И видит Лентина как в бреду, что в тот момент, когда они услышали шум, производимый старухой возле разрушенного храма повитух, та доедала ручку — детскую ручку, сладко обгрызая нежную плоть на пальчиках, и мгновенно спрятала под обломками, услышав приближающих путников. А потом вновь видит бабульку в домишке — глаза заволокла сытая муть, дряблый подбородок в крови, утирается, сидя на том самом месте, где ночью спала рядом с Киром.

Мутится в глазах от бессилия и отвращения, от жалости к покинутым друзьям, которые, возможно сейчас уже мертвы. Но взгляда упрямо не опускает.

— О, госпожа так сильна и так упорна, что сочувствие к друзьям ее не растрогало и не отвернуло ее стопы с тропы, ведущей к башне. А если случится другое?

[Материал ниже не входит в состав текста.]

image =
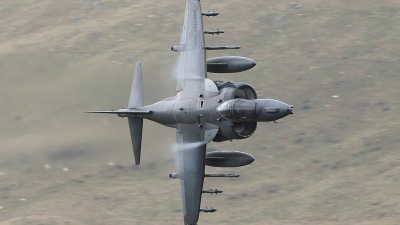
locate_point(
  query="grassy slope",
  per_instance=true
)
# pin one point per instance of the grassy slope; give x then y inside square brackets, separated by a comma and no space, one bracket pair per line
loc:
[333,162]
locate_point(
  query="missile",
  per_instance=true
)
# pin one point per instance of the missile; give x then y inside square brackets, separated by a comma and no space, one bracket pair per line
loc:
[221,47]
[228,159]
[207,210]
[217,32]
[212,191]
[229,64]
[174,175]
[221,175]
[177,48]
[210,13]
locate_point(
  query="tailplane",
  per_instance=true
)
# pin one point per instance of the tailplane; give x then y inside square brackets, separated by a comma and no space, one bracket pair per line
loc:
[133,112]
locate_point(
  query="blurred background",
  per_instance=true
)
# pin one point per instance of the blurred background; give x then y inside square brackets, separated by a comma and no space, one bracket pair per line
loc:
[335,161]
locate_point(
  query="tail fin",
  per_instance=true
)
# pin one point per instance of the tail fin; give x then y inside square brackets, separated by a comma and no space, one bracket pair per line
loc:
[136,124]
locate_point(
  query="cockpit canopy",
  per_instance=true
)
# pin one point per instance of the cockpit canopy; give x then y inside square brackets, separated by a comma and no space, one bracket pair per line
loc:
[238,110]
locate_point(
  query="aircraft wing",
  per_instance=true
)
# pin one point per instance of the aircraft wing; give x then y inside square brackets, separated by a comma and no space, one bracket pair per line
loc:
[190,153]
[192,62]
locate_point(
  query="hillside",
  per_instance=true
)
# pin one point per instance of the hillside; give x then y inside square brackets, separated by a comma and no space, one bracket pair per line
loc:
[335,161]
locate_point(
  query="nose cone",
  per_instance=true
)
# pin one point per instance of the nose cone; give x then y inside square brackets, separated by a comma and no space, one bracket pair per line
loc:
[271,110]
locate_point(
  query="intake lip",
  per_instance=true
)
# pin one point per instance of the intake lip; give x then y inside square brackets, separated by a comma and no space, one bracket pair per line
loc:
[290,110]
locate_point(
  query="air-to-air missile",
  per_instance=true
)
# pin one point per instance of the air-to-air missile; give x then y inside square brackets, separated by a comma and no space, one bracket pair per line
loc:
[207,210]
[212,32]
[210,13]
[229,64]
[228,159]
[212,191]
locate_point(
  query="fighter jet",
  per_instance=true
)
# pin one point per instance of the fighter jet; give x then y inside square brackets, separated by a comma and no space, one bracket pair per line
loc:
[202,111]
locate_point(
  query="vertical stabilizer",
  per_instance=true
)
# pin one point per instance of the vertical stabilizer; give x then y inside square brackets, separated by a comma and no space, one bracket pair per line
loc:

И вновь видение — Лентина видит так ясно и отчетливо, словно рядом стоит — как Риччи, мирно сопящий, когда она и Кир уходили, дважды спасенный купец открывает глаза. Ждет, пока стихнет грохот, который они учинили, уходя, ждет, когда стихнут их шаги, слышимые с улицы. Встает, осторожно снимает повязку, которая на шее, ощупывает грубый шрам, все еще покрытый подсохшей кровавой коркой. Улыбается — при свете костра в полумраке, который начинает отступать перед рассветом, улыбка страшна — она словно оскал, шире, чем обычная, самая открытая и добрая улыбка человека. Его улыбка — кривая усмешка оборотня, клыкастая, угрожающая. Он не ищет никаких палок, подходит и перегрызает артерию на шее Люка, наслаждаясь агонией. Потом идет к похрапывающей бабке — она ничего не слышит, сон пожилых людей либо хрупок, либо глубок, словно последний и вечный. Старуха лежит на боку, морщинистая шея, отмытая вчера, едва прикрыта тонкими прядями седых волос, дыхание чуть заметное, лишь иногда раздается храп. Наклоняется, тихий хрип — не видать рассвета бабушке. Глаза отвести — нет, нельзя; невозможно отвернуться, сил нет. Видения пугающи, Лентина понимает, нереальны они — морок хронов. Но понимает головой, а сердце щемит, болит, на глаза наворачиваются горькие бессильные слезы. Лишь что-то детское, что живет в каждом, заставляя верить, что не случится так, как она сейчас видит, что впереди будет только хорошее, что будет еще и для них солнечный свет и спокойный день, и тихая ночь наступит после счастливого вечера рядом с теми, кто дорог. И вспоминается мама.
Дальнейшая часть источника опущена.